Comment by photonthug
Comment by photonthug 4 days ago
I do get the theoretical annoyance of how it’s technically not reproducible, but in practice most containers are pulled and not built from scratch. If you’re really concerned about that apt-get then besides a container registry you’re going to host a private package repository too, or install a versioned tarball from a public URL, but check the hash of whatever you’re downloading and put that hash in the dockerfile.
So in practice.. if the build described in the dockerfile breaks, you notice when you’re changing / extending the dockerfile.. which is the time and place where you’d expect to need to know. My guess is that most people complaining about deterministic builds for containers are not using registries for storing images, and are not deploying to platforms like k8s. If your process is, say, shipping dockerfiles to EC2 and building them in situ with “compose up” or something, then of course it won’t be very deterministic and you’re at the mercy of many more network failures, etc
> If you’re really concerned about that apt-get then besides a container registry you’re going to host a private package repository too, or install a versioned tarball from a public URL, but check the hash of whatever you’re downloading and put that hash in the dockerfile.
Right, but if you're doing that then you probably don't need to bother with the docker part at all.
> you notice when you’re changing / extending the dockerfile.. which is the time and place where you’d expect to need to know
You notice, sure, but you can't see what it was. Like, sure, it's better than it failing when you come to deploy it, but you're still in the position of having to do software archaeology to figure out how it ever worked in the first place.

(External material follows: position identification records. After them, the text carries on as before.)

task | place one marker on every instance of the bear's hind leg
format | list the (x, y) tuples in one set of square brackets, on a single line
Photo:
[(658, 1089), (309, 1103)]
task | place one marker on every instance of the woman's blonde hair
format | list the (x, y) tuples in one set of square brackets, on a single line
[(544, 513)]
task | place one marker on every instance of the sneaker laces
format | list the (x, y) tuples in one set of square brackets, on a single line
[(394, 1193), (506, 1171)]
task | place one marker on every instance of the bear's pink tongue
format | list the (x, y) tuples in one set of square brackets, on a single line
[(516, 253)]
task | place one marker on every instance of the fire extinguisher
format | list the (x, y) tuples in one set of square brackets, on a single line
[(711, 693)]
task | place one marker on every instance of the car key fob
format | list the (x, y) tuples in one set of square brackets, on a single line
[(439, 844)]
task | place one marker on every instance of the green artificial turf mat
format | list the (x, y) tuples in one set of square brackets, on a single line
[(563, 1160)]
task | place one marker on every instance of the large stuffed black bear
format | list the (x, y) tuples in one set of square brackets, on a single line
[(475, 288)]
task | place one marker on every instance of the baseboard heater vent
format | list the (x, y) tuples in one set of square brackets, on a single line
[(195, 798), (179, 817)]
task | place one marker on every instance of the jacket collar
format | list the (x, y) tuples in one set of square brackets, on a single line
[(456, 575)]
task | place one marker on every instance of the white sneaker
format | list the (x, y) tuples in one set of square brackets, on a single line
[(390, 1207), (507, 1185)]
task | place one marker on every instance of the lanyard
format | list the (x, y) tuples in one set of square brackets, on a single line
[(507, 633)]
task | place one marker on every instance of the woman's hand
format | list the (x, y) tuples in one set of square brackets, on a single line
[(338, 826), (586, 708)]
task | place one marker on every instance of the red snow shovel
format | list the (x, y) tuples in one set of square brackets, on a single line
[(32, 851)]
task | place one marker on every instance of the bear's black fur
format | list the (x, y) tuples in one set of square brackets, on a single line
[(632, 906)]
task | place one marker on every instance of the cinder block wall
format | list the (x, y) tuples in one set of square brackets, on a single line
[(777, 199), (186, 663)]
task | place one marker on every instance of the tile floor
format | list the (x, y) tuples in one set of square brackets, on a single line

Like, for me the main use case for reproducible builds is "I need to make a small change to this component that was made by someone who left the company 3 years ago and has been quietly running since then", and you want to be able to just run the build and be confident it's going to work. You don't necessarily need to build something byte-for-byte identical to the thing that's currently running, but you do need to build something equivalent. The reproducibility isn't important per se but the declarativeness is, and with Docker you don't get that.